Weigh up the risks of SMSF structure, experts warn
With the dramatic rise in penalty fees for SMSF trustees who may fall foul of the ATO, the way in which a self-managed fund is established should be considered very carefully.
Since 2017, penalties for compliance breaches have risen nearly 75 per cent and trustees could face fines of up $18,500, said Daniel Butler, director of DBA Lawyers.
And if an SMSF is established under an individual trustee structure, that impost falls on the individual trustee or trustees.
“A lot of people go into setting up an SMSF and see the extra cost that establishing it under a corporate structure can entail,” Mr Butler said.
“But setting up an SMSF under a corporate structure provides the fund and trustees with limited liability, succession and other substantial advantages.
“Advisers may not be doing the right thing by their clients by setting up an SMSF under an individual trustee structure.”
Graeme Colley, executive manager, SMSF Technical and Private Wealth for SuperConcepts, said although the harshest penalties which are now in place are unlikely to be imposed regularly, an individual trustee structure still exposes SMSF members to risk.
“The complications arise generally when things are down, like with the death of an individual,” he said.
Mr Butler said his general rule is to recommend that people looking to set up an SMSF do so under a corporate structure to avoid the possibility of having to bear the brunt of any penalties that may be handed down.
“Some people when they set up an SMSF get in a family member or a friend,” he said.
“They have that as a basis of saving money but if you get pinged you get hit up really badly – up to an $18,500 penalty
“In the current economic environment how many other people can put up their fees 74 per cent in six years?
“This type of advice does not fall under the QAR measures, and I hate to say it, but I think it is purely a revenue raising process when you look at the increases in penalties we are seeing.
“I prefer everyone to have a corporate trustee.
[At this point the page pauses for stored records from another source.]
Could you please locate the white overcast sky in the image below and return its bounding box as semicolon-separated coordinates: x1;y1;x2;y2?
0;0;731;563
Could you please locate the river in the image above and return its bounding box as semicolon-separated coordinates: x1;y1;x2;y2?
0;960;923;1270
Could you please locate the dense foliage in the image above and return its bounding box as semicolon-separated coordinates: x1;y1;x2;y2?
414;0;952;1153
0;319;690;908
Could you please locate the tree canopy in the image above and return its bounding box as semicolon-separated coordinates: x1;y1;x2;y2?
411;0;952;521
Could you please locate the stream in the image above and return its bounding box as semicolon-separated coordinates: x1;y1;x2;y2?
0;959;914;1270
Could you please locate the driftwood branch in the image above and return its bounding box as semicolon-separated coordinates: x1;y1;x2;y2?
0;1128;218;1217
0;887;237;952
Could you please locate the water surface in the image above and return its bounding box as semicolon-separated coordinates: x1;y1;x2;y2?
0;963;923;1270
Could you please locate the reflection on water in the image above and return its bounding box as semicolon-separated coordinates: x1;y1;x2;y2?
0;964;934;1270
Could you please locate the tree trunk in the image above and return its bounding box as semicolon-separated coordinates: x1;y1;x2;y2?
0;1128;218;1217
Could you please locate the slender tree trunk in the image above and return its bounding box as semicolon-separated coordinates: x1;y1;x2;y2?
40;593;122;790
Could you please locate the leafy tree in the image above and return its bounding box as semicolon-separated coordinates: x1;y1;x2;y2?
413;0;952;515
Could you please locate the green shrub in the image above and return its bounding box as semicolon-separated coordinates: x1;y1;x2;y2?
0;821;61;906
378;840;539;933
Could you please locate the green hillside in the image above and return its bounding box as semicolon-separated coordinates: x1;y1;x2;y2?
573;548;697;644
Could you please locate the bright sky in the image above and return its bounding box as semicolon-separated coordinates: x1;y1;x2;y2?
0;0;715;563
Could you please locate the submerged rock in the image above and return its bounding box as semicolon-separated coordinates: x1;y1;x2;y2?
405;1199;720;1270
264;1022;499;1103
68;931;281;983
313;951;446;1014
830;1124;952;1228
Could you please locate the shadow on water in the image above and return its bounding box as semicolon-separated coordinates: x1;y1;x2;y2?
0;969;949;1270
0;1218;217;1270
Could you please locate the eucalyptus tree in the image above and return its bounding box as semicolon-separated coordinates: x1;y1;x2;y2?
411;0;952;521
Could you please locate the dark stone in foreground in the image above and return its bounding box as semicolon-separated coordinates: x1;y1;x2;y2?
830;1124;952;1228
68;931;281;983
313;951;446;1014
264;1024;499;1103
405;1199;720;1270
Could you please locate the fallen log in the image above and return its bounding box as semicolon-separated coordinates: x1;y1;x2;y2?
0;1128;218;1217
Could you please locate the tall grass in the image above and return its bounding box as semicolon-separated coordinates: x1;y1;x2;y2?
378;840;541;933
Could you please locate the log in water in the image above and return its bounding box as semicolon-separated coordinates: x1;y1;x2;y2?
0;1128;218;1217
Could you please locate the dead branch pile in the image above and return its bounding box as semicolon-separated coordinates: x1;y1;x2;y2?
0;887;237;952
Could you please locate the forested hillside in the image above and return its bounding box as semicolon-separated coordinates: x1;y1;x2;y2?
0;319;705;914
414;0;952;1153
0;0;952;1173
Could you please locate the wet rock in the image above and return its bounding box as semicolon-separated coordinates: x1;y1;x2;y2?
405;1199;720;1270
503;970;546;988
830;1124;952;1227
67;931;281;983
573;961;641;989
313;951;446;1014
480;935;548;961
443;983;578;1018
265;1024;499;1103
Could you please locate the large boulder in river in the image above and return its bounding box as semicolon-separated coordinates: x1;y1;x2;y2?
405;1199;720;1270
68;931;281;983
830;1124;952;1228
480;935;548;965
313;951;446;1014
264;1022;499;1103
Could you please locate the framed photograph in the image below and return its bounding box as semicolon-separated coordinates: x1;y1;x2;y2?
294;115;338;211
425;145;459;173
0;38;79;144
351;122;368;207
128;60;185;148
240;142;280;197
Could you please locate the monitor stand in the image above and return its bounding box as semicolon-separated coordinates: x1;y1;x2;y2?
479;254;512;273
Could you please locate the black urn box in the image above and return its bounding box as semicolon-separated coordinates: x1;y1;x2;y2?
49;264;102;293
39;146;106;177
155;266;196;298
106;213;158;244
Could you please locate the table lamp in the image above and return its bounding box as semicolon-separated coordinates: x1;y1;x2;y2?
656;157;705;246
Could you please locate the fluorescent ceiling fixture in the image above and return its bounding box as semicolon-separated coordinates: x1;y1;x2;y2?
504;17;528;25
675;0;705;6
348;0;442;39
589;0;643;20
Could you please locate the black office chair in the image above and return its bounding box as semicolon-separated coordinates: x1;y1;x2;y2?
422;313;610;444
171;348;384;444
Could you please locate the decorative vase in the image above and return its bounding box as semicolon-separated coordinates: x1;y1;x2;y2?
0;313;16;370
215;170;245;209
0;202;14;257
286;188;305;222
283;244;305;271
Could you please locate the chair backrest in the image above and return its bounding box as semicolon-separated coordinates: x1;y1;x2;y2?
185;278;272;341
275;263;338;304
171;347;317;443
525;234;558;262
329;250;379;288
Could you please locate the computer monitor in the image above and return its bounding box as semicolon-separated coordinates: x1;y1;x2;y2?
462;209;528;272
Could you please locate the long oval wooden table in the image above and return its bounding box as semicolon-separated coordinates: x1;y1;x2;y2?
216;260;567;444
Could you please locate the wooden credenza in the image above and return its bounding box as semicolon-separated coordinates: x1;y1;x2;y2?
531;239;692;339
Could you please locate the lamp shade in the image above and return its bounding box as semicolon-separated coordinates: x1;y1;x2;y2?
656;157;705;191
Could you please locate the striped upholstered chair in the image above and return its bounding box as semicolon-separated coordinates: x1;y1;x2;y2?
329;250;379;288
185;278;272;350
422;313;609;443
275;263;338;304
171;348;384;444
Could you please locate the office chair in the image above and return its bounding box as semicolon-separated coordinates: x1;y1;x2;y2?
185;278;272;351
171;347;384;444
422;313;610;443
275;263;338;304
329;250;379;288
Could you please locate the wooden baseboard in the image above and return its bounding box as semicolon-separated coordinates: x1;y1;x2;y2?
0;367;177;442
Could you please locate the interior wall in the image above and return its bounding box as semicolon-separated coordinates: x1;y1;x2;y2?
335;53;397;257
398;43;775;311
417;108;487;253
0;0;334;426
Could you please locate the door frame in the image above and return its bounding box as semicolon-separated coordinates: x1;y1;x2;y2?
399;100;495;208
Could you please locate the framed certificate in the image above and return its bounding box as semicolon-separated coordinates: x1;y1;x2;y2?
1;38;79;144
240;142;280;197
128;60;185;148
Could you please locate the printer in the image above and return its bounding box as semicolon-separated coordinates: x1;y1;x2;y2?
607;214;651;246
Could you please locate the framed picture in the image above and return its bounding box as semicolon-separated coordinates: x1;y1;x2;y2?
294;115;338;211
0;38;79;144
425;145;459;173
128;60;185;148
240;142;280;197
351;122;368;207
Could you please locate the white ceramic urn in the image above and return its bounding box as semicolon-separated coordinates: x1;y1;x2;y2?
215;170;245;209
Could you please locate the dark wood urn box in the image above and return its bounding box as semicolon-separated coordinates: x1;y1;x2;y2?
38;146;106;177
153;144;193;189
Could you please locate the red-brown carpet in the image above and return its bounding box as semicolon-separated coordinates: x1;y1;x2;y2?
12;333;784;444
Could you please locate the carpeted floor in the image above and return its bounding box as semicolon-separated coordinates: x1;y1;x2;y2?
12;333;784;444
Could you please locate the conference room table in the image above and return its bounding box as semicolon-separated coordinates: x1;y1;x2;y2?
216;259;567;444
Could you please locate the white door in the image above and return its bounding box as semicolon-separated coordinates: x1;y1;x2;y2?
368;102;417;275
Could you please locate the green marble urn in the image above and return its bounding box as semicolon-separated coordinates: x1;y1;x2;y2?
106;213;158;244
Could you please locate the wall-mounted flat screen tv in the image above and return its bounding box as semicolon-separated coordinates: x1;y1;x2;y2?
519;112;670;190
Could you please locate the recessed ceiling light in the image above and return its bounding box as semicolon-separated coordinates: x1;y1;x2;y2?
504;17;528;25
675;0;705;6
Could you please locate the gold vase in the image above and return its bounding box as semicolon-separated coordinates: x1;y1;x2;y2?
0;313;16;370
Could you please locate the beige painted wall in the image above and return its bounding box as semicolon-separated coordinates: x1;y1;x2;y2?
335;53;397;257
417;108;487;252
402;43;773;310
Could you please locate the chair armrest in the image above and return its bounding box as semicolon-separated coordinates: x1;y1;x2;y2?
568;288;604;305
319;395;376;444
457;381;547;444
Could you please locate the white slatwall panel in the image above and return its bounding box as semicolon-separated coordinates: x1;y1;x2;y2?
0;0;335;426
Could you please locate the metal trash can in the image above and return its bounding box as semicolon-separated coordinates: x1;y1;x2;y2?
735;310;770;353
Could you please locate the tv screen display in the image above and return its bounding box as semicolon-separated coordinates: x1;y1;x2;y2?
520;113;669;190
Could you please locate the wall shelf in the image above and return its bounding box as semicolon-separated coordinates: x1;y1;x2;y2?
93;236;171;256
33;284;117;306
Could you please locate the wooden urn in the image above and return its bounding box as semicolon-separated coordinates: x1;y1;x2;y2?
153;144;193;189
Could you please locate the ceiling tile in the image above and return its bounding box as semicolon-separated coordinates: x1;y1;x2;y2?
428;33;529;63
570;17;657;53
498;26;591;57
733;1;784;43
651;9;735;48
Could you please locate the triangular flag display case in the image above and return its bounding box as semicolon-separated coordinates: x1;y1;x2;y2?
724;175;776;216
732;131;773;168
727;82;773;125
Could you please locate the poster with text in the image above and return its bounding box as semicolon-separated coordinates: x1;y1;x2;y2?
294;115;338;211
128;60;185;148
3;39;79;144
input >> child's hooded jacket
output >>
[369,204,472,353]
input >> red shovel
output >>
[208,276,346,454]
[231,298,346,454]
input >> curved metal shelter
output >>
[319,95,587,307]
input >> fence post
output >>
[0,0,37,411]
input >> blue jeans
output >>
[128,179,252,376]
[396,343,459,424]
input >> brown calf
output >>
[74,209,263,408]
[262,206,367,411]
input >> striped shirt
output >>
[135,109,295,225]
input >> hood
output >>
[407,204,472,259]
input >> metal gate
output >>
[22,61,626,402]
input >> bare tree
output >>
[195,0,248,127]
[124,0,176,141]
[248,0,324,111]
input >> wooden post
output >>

Individual structures create problems, for example, what if dad dies and mum brings on board a new spouse or child into the SMSF? It means there has to be new bank accounts, new records, changing the name of everything and it becomes clunky.
“Even moving from an individual structure to a corporate structure brings up all these problems, so it’s best to do it right from the beginning.”
Mr Colley said having to go through the changes required in an individual structured SMSF is not only complicated for members who tend to be older, but usually happens at times of great uncertainty and stress.
“You’ve got to be practical and certainly having to go through the process of changing names and setting up an SMSF again after a change in trustees is a logistical problem,” he said.
“The ATO does give a six-month timeframe to do all of these but for many people, especially with the passing of a loved one – six months is not a long time and having to think about your SMSF can be too much.”